Some favorite moments captured in today’s strip

What makes a “Prize Hog”? Size? Tenacity? Skin color? Is there such as a thing as a prize feral hog? Well, I’m not sure where today’s installment fits into the story’s chronology. It could be before yesterday’s panels or just after. Makes little difference, perhaps. The story doesn’t really advance, so much as it just fills in a few miscellaneous spots. Mark is busy scribbling notes and not taking pics. Maybe he’s made a deal with Venus Verité to get copies of her photos. Say, I wonder if Shania and Reba actually got a chance to shoot?

Art Dept. Okay, new quiz: What are those red streaks in panel 1? Why are they arranged around the panel borders and presumably pointing to Tess? I have an idea, but would like to hear yours!
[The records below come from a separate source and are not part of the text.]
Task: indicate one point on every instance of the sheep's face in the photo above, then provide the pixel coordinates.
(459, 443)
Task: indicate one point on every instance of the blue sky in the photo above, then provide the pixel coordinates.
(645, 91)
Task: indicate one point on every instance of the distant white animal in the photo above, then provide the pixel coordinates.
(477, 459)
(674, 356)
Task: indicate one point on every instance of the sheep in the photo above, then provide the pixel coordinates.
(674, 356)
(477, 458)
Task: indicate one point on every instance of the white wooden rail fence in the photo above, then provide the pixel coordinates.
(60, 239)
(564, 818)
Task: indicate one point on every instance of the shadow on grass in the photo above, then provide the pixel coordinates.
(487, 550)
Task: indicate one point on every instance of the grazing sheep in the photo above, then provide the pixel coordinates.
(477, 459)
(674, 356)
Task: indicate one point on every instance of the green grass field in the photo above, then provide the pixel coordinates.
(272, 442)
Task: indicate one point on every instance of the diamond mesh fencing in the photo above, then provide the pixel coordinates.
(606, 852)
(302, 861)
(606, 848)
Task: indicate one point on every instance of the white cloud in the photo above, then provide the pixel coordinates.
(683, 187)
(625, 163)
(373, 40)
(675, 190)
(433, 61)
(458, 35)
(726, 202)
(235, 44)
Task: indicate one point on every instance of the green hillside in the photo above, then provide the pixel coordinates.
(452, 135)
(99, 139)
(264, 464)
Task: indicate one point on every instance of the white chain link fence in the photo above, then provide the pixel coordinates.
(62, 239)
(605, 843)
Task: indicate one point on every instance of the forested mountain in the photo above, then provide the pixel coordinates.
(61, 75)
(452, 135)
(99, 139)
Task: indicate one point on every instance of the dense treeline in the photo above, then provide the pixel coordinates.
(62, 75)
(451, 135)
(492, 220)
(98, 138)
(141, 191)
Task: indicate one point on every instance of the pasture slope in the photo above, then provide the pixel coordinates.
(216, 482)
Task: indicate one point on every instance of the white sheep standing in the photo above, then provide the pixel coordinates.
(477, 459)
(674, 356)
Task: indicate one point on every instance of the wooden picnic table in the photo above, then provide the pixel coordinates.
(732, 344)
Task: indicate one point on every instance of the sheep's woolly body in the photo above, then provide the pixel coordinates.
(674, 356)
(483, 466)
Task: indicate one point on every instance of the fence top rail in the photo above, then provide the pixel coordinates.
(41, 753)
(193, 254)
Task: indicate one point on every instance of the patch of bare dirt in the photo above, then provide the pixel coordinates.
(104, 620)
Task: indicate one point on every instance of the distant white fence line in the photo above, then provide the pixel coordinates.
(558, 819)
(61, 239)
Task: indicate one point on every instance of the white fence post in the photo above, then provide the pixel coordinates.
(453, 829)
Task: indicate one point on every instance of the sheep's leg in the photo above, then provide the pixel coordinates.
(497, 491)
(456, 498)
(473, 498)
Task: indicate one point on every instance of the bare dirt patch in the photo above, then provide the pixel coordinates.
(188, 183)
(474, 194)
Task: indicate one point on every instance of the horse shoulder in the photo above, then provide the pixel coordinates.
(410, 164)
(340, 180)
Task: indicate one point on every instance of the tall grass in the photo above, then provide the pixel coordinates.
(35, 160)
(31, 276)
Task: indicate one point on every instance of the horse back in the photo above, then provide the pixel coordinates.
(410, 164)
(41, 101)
Clearly, Jules Rivera is satirizing (or deriding) the shooting, as she deliberately reverses the usual sound effect from Ka Blam to B-Kam. And yes, I’m aware that we could see all of Rivera’s work as satirizing the original strip.

Next, what the heck is Verité doing in panel 3 and panel 4? Shaping her hands into a virtual frame is a longstanding technique for photographers and even artists, but she seems to be holding her frame up in the air, as if she is preparing to photograph the sky. Maybe she is? But it gets even more perplexing in panel 4, where she holds her hands up above her head, like a ballerina who forgot to pose her legs. And once again, Rivera arranges her cast in a line, or lineup (mabe like an old-fashioned police lineup?) , as if they are on stage at the end of a talent show, waiting to hear who won.

The hunting party celebrates while a dark cloud cover looms overhead.

I know what you eagle-eyed Mark Trail veterans are thinking:  “Who’s that third person in the background, alongside Mark and Venus Verité?” The person is in camo, so I’m going out on a limb and suggest it is Jess, who finally caught up with the hunting party in between yesterday’s strip and today’s. There was obviously enough time for it, since Rivera skipped us past the actual hunt.

And Shania and Reba don’t seem to mind that Tess is once again hogging the limelight. But who is Venus shooting in panel 3? Mark and Jess!? Another herd of feral hogs heading towards them? A rare sighting of a Golden-cheeked Warbler? Perhaps this is yet another example—as we also see in panel 1—of everybody facing towards us, even when the action is to the rear. For example, the three gals in panel 1 stand in a common triumphal post-hunting pose, facing us. Why do that, when the rest of the party stands in their required line, behind them? It’s a curious feature, unless I am totally misunderstanding things.

Rifle enthusiasts will no doubt sharply criticize Rivera’s inability to draw accurate weapons, unless one considers the notion that she is deliberately drawing “kiddie-style” rifles that looks more like BB-guns, rather than serious rifles with sufficient stopping power.